With a federal election looming over Frydenberg’s head, of course not.

Meanwhile, the media too often focuses on tax breaks like the abolition of negative leverage and the reduction of the capital gains discount. Although the Grattan Institute has recommended this, other studies show that such policies will only make a minor difference to house prices (and, as AMP Capital’s chief economist explained, Shane Oliver, could introduce other problems such as tax distortions).

Giving Australians access to their super early to buy a first home has also been launched recently (notably by Liberal MP Tim Wilson).
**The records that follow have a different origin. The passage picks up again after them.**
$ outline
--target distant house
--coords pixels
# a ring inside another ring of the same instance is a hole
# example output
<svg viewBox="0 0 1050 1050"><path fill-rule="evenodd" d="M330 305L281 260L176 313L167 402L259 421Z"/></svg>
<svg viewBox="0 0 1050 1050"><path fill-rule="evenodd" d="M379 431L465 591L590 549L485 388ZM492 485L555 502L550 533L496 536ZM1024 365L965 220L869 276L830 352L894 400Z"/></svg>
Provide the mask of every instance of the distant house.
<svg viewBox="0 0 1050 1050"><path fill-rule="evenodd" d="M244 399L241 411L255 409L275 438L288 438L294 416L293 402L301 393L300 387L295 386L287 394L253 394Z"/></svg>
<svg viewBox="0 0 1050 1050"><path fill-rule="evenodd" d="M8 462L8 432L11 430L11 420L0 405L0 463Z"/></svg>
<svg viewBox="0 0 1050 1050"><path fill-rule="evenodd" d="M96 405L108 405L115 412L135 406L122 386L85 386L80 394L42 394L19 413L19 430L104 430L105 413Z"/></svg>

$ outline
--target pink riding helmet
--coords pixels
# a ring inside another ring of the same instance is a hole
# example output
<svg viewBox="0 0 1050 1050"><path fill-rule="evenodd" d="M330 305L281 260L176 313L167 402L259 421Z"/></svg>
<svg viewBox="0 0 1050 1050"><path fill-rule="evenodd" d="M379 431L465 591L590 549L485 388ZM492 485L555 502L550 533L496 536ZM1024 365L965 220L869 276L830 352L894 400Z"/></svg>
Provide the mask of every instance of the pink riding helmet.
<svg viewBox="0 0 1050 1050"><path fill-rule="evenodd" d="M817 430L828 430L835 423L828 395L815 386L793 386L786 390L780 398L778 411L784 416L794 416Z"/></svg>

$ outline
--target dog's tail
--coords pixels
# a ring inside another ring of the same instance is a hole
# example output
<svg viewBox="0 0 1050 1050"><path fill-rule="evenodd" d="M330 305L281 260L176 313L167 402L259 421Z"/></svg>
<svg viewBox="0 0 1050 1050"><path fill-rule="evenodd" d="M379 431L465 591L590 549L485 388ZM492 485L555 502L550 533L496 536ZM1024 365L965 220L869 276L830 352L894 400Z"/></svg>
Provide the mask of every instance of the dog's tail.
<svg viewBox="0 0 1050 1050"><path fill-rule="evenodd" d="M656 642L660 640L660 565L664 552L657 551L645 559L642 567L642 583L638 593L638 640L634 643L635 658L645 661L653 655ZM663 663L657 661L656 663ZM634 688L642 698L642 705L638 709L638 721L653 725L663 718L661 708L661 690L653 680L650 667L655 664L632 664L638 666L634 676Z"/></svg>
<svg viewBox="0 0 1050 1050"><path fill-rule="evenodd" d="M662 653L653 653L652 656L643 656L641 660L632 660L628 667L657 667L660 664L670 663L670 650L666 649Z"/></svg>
Again, that wouldn’t solve the problem. This would have the same effect as federal government subsidies to drive up house prices. Ultimately, these policy proposals should be secondary to fixing the supply side of the market. This is what will make the biggest difference to improving long-term affordability.

All levels of government have a responsibility.

The federal government should resist the expansion of programs that only serve to inflate housing demand. Meanwhile, state and local governments should vigorously pursue supply-side reform by reducing planning red tape. It was also recommended that the federal government provide incentive payments to support this process (major think tanks seem to agree on this). Engaging in this process would make housing supply more responsive to demand, bringing the dream of home ownership back within reach of aspiring buyers.

For now, at least, the government has taken the easy route, which was abundantly clear in its federal budget largesse — pursuing uninspired pre-election policies aimed at winning votes.

The problem is that by improving access to housing for some potential buyers in the short term, housing becomes more expensive for all others in the long term. This was a clear case of a short-sighted government picking winners and losers, making the problem worse (despite some of their rhetoric).

Prices will continue to rise as demand outstrips supply, paving the way for the next election cycle. If long-term reform is not tackled head-on, the situation will only get worse for aspiring buyers.

So much for the country of “fair go”.

Sebastian was a 2021 Scholar at the Mannkal Economic Education Foundation and a Research Assistant at Curtin University.